「マイマイ新子と千年の魔法」のあの先生は何だったのか


各所で「ものすごく感動したのだが、自分が何に感動しているのかさっぱりわからない」という感想があがっている「マイマイ新子と千年の魔法」を見てきた。
アニメ・主人公が子供・原作高樹のぶ子(=日経新聞に中高年向けエロ小説を連載している人)という、俺なんかそもそも客じゃない映画なのだが、id:Dersu 氏という深く信頼するレビュアーが「日本映画史がひっくり返る大事件」とまで仰るのだから気になってしょうがない。仕事をブン投げて川口MOVIXまで行ってきた。


でもねえ残念ながら私には奇跡は起きなかったのですよ。
嫁と「何だかよくわからなかったね」と言いながら帰ってきて、近所のスーパーで米とみかんを買って、すぐ仕事に戻ってしまった。
俺はこの映画から特別な何かをすくい取ることができた人たちを羨ましく思う。
見たところ皆さん俺とそう変わらない歳だと思うんだけど、幼少時の体験の差なのか、単なる感受性の差ということなのか。
何かは知らないが、とにかく本人すら自覚していない、ある属性を持つ人だけに届く映画なのだと思う。

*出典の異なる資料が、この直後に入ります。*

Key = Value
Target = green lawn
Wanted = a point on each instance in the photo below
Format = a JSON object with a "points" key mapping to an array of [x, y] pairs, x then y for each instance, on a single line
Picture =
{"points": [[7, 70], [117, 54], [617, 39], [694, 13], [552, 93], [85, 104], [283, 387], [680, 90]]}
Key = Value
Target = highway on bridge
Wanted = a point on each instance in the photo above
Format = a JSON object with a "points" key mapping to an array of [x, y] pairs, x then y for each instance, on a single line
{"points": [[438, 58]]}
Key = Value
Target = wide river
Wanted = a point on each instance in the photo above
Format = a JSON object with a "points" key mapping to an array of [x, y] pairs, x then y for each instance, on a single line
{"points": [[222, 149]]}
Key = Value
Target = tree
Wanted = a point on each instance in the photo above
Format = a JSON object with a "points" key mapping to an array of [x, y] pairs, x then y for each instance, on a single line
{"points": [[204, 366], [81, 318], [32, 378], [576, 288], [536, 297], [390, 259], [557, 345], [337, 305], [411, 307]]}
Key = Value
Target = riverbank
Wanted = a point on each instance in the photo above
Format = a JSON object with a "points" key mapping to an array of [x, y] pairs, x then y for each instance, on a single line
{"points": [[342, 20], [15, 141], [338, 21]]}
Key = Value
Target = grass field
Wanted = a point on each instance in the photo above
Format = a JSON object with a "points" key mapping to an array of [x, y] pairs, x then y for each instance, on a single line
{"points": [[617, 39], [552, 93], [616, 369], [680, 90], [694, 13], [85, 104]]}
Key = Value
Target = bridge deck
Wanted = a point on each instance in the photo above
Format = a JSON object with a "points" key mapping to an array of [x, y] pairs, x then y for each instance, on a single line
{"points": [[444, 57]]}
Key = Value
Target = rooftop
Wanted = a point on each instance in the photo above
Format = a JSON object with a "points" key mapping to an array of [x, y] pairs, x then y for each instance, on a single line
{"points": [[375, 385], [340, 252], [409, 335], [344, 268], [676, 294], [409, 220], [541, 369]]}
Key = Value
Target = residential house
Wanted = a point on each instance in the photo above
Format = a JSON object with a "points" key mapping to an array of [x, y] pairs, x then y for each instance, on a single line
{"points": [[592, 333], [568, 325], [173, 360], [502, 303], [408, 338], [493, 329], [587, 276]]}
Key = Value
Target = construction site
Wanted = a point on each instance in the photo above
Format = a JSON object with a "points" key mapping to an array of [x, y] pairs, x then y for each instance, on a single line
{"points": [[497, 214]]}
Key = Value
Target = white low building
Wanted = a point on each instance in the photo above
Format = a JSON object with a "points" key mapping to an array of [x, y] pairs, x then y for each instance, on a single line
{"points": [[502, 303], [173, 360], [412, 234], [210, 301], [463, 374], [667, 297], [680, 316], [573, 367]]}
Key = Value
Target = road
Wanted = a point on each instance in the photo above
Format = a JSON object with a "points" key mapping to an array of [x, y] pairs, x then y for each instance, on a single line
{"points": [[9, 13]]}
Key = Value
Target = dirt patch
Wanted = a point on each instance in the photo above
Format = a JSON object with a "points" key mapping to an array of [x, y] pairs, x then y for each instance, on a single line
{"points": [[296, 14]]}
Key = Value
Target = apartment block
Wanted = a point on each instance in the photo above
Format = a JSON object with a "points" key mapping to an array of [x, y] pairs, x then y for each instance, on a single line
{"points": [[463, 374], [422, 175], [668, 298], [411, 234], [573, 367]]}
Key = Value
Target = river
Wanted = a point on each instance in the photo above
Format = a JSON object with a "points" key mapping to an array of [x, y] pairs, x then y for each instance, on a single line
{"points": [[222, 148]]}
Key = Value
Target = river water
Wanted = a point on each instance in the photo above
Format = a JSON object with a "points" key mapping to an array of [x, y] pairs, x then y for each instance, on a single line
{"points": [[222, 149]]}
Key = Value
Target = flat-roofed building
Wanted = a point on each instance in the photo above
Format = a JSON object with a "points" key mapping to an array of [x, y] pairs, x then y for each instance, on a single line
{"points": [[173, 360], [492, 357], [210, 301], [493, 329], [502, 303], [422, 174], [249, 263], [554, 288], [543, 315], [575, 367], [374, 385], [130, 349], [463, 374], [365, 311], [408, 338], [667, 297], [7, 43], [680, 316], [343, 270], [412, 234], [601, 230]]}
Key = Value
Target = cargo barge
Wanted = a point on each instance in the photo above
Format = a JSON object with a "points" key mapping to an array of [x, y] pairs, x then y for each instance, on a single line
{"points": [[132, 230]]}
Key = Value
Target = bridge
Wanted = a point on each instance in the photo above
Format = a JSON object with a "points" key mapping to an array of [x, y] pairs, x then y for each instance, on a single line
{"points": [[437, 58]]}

ところで、俺と嫁の感想戦は「あの先生は何だったのか」というところに集中した。
物語全体を支配しているのは「千年の魔法」などではなくて(「千年の魔法」はある事件の発生とともに主人公に「もうお終いじゃー」とブン投げられてしまう)、要所要所に意味ありげに出てくる、ひづるという名の美人の先生だ。
この人が不穏な存在感を発揮して登場する小学生たちの感情を揺さぶり、しかし物語の本筋にからむことなく去っていく。
あの先生は何であんなに丁寧に描かれていたのでしょうか。